Sometimes, this life, this chaos that became our new existence, is too much for me. Sometimes, the thought of it is agonizing.
I know I’m supposed to be selfless, but seeing you is hard for me.
I wish it could change. I want it to change.
I’m getting better at it.
The first time I come home and see your hair growing in small patches on your scalp, I go into hysterics. It's not because you’re scary; it's because you’re different.
I never want to lose you. The sight of your hairless scalp reminds me you’re sick, and we all have an expiration date.
There are many nights when you fall asleep too early. I overhear you from the other room, grinding your teeth and snoring in that cute, obnoxious way you do. However, when I see you the next morning, I’m annoyed by the fact that all you do is sleep your life away.
You spend hours trying to explain to me that the chemo drains your body in ways you never thought existed. And you’re right.
But all I feel is fear.
I feel like I need to keep you going all hours of the day; that’s how you’ll make it through this. Sometimes, that’s what I need to believe, despite how ridiculous it sounds.

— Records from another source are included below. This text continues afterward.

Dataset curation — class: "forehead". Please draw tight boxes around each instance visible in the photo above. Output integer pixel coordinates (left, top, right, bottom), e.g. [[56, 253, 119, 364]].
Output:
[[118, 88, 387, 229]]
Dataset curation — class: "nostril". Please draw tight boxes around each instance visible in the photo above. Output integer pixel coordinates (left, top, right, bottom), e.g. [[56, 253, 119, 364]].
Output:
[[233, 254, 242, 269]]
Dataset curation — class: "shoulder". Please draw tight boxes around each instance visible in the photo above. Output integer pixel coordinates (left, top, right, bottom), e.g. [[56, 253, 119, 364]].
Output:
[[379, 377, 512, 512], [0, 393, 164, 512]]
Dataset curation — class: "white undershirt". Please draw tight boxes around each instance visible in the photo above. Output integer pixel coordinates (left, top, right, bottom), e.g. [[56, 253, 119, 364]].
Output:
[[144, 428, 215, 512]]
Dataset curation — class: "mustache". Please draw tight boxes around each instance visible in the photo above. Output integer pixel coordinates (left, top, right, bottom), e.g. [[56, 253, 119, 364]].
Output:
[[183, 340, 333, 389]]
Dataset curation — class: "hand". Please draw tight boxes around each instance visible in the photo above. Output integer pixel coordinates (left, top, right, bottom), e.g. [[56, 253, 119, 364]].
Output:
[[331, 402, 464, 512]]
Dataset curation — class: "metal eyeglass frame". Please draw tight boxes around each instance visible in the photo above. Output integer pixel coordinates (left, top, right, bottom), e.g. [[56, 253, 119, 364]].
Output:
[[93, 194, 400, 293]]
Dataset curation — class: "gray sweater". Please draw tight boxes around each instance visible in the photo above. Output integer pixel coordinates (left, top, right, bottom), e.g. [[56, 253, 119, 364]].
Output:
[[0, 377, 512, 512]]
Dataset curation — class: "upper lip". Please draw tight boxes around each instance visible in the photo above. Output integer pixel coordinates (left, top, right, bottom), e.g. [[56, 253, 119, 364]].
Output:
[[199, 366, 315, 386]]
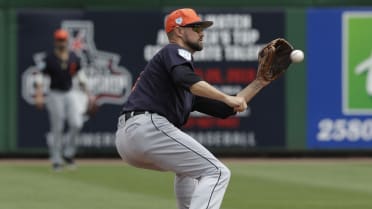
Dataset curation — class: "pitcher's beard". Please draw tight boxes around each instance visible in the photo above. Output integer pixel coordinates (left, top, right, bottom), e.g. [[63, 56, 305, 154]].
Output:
[[186, 41, 203, 51]]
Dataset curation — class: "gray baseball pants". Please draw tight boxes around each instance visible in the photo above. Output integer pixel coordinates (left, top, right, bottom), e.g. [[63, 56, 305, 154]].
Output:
[[46, 90, 83, 164], [116, 113, 230, 209]]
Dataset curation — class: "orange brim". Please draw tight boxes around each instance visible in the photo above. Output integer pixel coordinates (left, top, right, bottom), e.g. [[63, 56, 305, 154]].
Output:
[[184, 21, 213, 28]]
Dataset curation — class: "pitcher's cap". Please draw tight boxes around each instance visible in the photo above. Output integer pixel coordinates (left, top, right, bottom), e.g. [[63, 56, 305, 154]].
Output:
[[165, 8, 213, 33], [54, 29, 68, 40]]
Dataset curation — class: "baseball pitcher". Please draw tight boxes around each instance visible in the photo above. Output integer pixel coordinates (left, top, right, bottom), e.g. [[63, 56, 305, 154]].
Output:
[[116, 8, 292, 209]]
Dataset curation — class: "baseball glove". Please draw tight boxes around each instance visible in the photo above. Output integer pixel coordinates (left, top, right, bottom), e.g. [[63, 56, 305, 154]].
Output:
[[257, 38, 293, 81]]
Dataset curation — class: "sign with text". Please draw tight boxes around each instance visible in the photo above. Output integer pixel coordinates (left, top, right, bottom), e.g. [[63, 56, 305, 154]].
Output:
[[308, 9, 372, 149], [17, 10, 285, 152]]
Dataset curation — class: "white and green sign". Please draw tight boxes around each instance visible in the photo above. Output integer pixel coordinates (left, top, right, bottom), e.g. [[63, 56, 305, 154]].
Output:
[[342, 12, 372, 115]]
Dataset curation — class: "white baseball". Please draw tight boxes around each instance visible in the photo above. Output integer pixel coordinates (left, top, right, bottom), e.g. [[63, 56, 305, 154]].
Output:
[[290, 49, 305, 63]]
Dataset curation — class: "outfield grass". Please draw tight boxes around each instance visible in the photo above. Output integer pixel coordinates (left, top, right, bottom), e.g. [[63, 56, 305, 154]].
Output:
[[0, 160, 372, 209]]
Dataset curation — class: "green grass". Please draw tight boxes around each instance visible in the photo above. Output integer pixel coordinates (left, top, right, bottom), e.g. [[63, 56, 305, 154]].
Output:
[[0, 161, 372, 209]]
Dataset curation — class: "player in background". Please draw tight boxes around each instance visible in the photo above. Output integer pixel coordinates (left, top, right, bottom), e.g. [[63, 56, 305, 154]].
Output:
[[116, 9, 270, 209], [35, 29, 89, 171]]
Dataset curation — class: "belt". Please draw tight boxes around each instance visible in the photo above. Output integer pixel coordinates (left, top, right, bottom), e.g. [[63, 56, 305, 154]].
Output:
[[123, 111, 151, 121]]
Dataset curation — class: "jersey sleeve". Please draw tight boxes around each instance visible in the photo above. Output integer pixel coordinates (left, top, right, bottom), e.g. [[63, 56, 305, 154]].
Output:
[[171, 64, 202, 91], [193, 96, 236, 118], [163, 45, 192, 72]]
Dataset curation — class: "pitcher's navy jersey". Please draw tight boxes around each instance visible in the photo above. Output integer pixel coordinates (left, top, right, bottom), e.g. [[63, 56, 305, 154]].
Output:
[[123, 44, 201, 127], [43, 52, 81, 91]]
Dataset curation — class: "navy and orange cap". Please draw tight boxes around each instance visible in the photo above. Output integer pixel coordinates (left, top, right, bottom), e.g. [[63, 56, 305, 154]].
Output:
[[54, 29, 68, 40], [165, 8, 213, 33]]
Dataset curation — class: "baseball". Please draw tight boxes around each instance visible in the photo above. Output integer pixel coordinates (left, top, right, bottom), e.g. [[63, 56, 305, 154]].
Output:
[[290, 49, 305, 63]]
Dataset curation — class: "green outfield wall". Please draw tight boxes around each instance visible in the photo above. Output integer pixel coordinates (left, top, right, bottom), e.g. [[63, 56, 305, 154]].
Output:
[[0, 0, 372, 153]]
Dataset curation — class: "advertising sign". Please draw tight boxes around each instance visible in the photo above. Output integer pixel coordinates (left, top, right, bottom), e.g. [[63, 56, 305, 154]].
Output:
[[308, 9, 372, 149], [17, 10, 285, 149]]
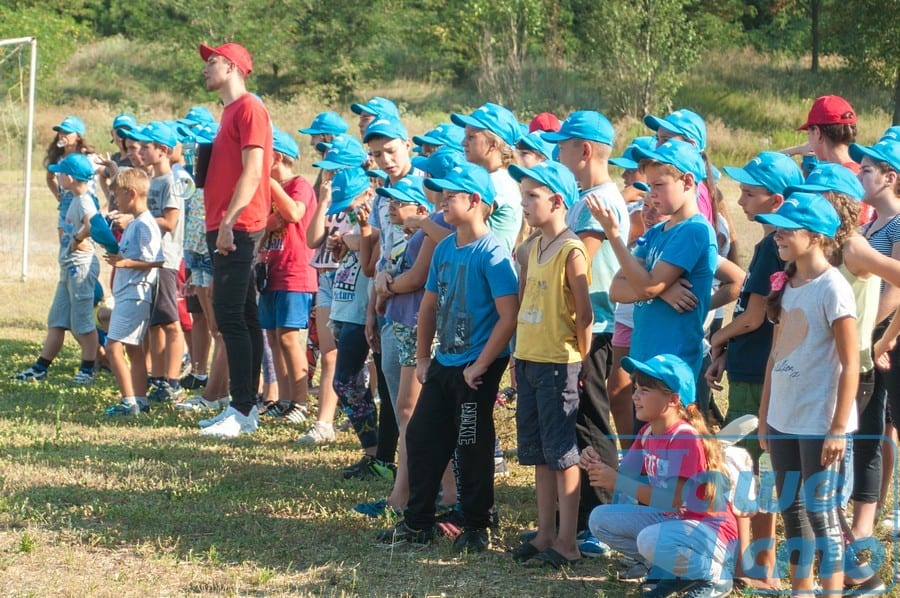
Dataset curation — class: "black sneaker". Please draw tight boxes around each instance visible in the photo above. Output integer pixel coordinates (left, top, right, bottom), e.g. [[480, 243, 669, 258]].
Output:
[[453, 527, 491, 552], [375, 519, 434, 546]]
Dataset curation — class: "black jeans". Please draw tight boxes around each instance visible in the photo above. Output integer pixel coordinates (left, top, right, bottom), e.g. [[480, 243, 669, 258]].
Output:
[[206, 230, 263, 415], [575, 333, 630, 530], [406, 357, 509, 529]]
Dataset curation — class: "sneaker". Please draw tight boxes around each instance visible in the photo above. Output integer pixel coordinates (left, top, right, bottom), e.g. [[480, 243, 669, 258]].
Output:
[[297, 422, 335, 444], [200, 405, 259, 438], [72, 370, 94, 386], [178, 373, 209, 390], [453, 527, 491, 552], [13, 366, 47, 382], [575, 530, 610, 558], [375, 519, 434, 546], [175, 395, 230, 411], [281, 403, 308, 424]]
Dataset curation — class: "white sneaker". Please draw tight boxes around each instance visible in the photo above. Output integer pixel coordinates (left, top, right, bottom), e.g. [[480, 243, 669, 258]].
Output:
[[200, 405, 259, 438], [297, 422, 335, 444], [175, 395, 230, 411]]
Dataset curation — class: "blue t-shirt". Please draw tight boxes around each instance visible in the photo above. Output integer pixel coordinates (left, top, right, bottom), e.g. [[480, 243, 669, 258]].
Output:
[[425, 233, 519, 367], [631, 214, 718, 374], [725, 233, 784, 384]]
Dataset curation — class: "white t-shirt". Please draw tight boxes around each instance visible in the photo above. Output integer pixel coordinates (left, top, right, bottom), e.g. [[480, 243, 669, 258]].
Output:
[[766, 268, 856, 435]]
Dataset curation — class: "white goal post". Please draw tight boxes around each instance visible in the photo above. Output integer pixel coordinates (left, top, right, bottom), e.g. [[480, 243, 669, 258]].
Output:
[[0, 37, 37, 281]]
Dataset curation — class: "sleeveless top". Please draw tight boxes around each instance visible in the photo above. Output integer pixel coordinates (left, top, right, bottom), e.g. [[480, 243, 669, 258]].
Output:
[[515, 239, 590, 363]]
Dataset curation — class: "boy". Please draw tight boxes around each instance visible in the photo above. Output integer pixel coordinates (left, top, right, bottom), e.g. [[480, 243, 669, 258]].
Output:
[[509, 162, 593, 567], [15, 153, 100, 385], [257, 130, 318, 424], [378, 163, 518, 552], [131, 121, 184, 403], [588, 139, 717, 384], [106, 168, 164, 416], [542, 110, 631, 557]]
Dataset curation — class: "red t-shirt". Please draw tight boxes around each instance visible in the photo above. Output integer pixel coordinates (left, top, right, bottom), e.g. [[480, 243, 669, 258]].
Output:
[[258, 176, 319, 293], [203, 93, 272, 233]]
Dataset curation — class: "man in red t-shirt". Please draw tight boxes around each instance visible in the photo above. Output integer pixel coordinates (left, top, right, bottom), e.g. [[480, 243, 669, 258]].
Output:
[[193, 43, 272, 438]]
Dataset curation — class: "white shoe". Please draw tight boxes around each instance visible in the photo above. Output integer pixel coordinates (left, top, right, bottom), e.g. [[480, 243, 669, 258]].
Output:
[[297, 422, 334, 444], [200, 405, 259, 438], [175, 395, 230, 412]]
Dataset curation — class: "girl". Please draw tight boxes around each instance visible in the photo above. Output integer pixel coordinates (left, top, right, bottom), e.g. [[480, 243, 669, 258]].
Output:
[[581, 354, 737, 596], [756, 192, 859, 595]]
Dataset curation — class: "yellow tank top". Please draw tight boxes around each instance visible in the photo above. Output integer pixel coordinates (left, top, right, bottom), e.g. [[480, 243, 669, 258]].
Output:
[[838, 264, 881, 373], [514, 239, 591, 363]]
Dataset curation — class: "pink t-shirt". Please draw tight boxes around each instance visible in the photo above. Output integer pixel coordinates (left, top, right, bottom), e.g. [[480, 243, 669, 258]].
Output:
[[622, 422, 737, 544]]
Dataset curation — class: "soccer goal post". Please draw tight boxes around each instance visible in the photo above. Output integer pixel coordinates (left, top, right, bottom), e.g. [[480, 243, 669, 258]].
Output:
[[0, 37, 37, 281]]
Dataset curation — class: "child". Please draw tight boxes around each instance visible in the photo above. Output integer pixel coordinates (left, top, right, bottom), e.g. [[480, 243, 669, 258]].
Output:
[[257, 130, 318, 424], [106, 168, 164, 416], [756, 192, 859, 595], [15, 152, 100, 385], [581, 354, 737, 597], [510, 162, 594, 568], [378, 164, 518, 552], [130, 122, 184, 403]]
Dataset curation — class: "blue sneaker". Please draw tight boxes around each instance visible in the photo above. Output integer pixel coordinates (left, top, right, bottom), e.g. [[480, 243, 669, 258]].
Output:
[[575, 530, 610, 558]]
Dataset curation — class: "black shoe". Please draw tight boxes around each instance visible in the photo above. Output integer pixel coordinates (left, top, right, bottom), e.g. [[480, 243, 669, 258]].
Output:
[[453, 527, 491, 552], [375, 519, 434, 546]]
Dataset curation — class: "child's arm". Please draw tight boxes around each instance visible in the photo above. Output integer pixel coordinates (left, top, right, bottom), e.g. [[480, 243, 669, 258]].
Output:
[[821, 317, 859, 467], [269, 178, 306, 225], [460, 295, 519, 388], [568, 250, 594, 359]]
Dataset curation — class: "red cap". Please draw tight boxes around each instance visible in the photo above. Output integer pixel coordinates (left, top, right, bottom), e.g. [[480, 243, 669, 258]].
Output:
[[797, 96, 856, 131], [528, 112, 562, 133], [200, 42, 253, 77]]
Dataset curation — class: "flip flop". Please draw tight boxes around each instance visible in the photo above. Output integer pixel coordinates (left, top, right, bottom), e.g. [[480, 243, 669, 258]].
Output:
[[528, 548, 581, 569]]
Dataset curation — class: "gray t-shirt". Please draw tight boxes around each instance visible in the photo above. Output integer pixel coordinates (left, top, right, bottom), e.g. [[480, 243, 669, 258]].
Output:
[[147, 171, 184, 270]]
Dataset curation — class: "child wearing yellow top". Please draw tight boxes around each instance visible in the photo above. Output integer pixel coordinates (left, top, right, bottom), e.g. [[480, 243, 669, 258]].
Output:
[[509, 161, 593, 568]]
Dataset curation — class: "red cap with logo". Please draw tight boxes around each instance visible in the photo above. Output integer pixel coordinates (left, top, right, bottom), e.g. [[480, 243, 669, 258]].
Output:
[[797, 96, 856, 131], [200, 42, 253, 77]]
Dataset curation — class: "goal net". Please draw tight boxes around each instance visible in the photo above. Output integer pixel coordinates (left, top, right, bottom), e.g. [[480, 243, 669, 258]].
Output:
[[0, 37, 37, 281]]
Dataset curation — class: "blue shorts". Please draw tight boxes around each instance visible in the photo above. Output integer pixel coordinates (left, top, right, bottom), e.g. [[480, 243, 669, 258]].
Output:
[[516, 359, 581, 471], [259, 291, 315, 330]]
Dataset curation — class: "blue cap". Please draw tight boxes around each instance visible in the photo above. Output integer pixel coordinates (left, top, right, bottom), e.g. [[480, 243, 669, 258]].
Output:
[[756, 191, 841, 237], [363, 117, 409, 143], [722, 152, 803, 195], [350, 96, 400, 119], [413, 123, 466, 151], [412, 146, 466, 179], [272, 129, 300, 160], [622, 353, 697, 407], [450, 102, 522, 145], [634, 139, 706, 183], [178, 106, 216, 127], [850, 141, 900, 172], [425, 162, 496, 205], [516, 131, 555, 160], [609, 135, 656, 170], [375, 176, 434, 211], [47, 153, 96, 183], [128, 120, 178, 148], [644, 108, 706, 151], [327, 167, 369, 216], [784, 162, 866, 200], [509, 160, 578, 208], [313, 135, 369, 170], [297, 112, 350, 135], [53, 116, 85, 137], [541, 110, 616, 145]]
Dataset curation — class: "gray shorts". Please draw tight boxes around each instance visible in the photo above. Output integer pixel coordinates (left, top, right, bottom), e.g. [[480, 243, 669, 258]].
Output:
[[107, 293, 153, 345], [516, 359, 581, 471], [47, 257, 100, 334]]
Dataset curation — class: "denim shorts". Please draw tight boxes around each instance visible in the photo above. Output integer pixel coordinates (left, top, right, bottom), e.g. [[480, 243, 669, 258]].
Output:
[[516, 359, 581, 471]]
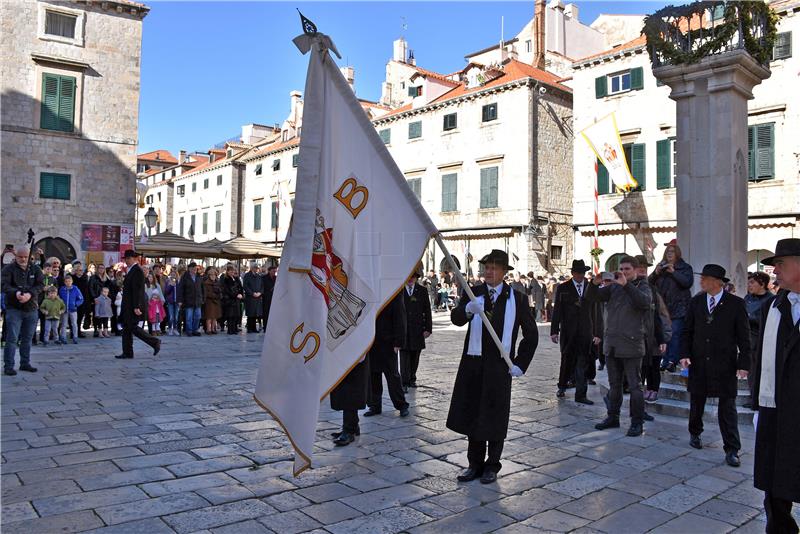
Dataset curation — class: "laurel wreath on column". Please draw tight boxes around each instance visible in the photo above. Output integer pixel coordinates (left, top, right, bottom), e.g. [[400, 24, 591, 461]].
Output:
[[642, 0, 778, 65]]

You didn't know it back then, but you've been sick for a while.
Suddenly, all those tired afternoons, the achey feeling that now steadily radiates through your bones, all makes sense.
You have cancer.
You pick up the phone one Thursday evening, with your voice no more than a whisper, and you tell me what's going on.
As soon as we hang up, I crash to the floor.
I’m paralyzed because I love you more than anything in this world, more than any stupid relationship I've ever had or any dreams I’ve ever wanted.
When we hang up the phone, my life comes crashing down because you are my life.
I tended to take you for granted.
Before the sickness, the aching bones, the vomiting, the sleepless nights, the tormented mornings, the loss of hair, the surgeries, the scar that sits on top of your left breast and the wigs, I took you for granted repeatedly.
I yelled at you. I said you were the worst mom on the planet. I slammed doors in your face. I insulted you behind your back.
But now, I am paralyzed on my living room floor, with your words lingering in my broken heart.
I think back to the time I said I hated you, when I thought you were selfish, when I wished you wouldn’t be around.
I blame it on the teenage years. But, I would love to go back and kick that teenage version of myself right in the ass.
She’s not wise. She’s ignorant.
She’s a teenager, yes, but she is the luckiest kid in the world to have a mom like you. She's so lucky to have someone who has always stood in her corner, who supported her and who kicked her in the rear if she ever felt sorry for herself for one single minute.
Teenage me is stupid, but present me isn’t. I never take you for granted.
One day, you’re going to view the little things and understand they’re nothing.
One day, everything is going to change, and there will be many moments when it seems like your world is falling apart.
One day, you’ll weep while straightening out your wig.
One day, I’ll cry during a commercial in which a mother and daughter are hugging. These little instances will be hard.
But, the in-between moments will make up for it. They will be the ones when we sip coffee together on the front porch, the moments when you nag me about taking an umbrella to work and the moments when you tell me you’re going to be an amazing grandmother one day.
And the truth is that I know you will. And Madelyn (at least, that's what I hope her name will be one day) will love you just as much I do.